The juxtaposition of these two ideas leads me to a conundrum compounded/informed by discussions of the nature of forgiveness in a course I took this past year. While my gut (and that seems to be my theology-making organ) still says GRACE!, my detached, liberal arts-trained mind wonders whether I am someone allowed to dispense it, or whether that too is acting in someone else’s stead. In a (faintly fawning) book written on the aftermath of 2006 shooting in Amish country, community members immediately extended grace and forgiveness to the (deceased) perpetrator and his family on behalf of the victims, raising questions about vicarious forgiveness, its giving and receiving (Amish Grace 2010).

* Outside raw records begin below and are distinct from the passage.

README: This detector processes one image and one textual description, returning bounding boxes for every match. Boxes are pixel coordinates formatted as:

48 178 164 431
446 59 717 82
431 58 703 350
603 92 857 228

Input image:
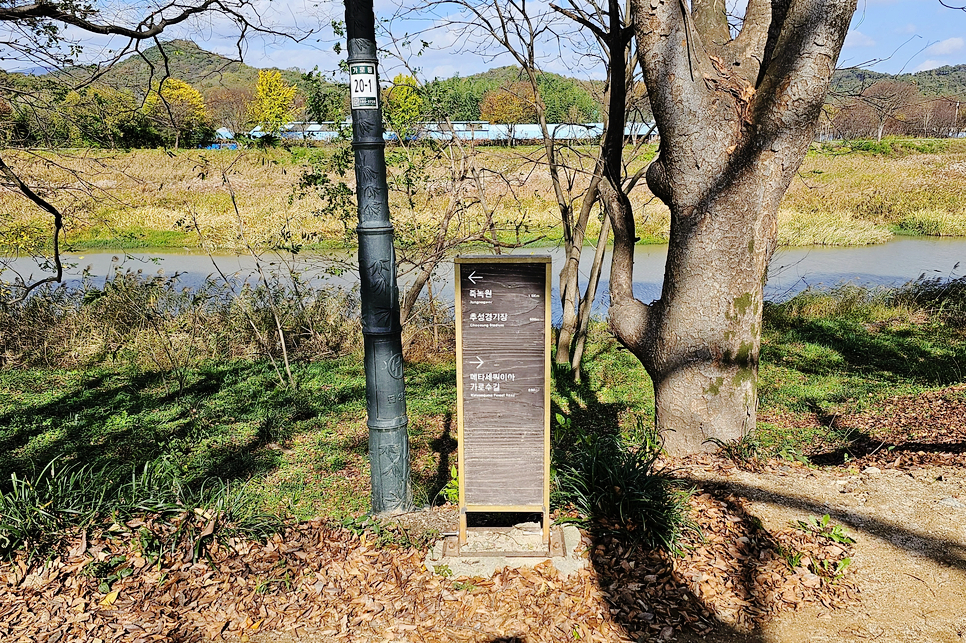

Perhaps forgiveness and grace differ– almost certainly they do– but the question remains for me. I have never been seriously hurt, verbally or physically, because of perceptions of my sexual or gender identity. Do I have the right, then, to extend grace to those who bumble into talking about the topic in ways that may be harmful? On the question of Syria, the question hurts even more. I remember ardent supporters of the Ba’ath regime (former and current), I remember middle-class families who benefited enormously from the unequal set-up of power, I know people even now who support Bashar al-Assad and I remember their kindnesses and their hospitality to me. Though I still refuse to condemn them in my soul or aloud, do I have the right to extend them that grace, or am I stealing it from the millions affected, hurt, or killed in this ongoing conflict?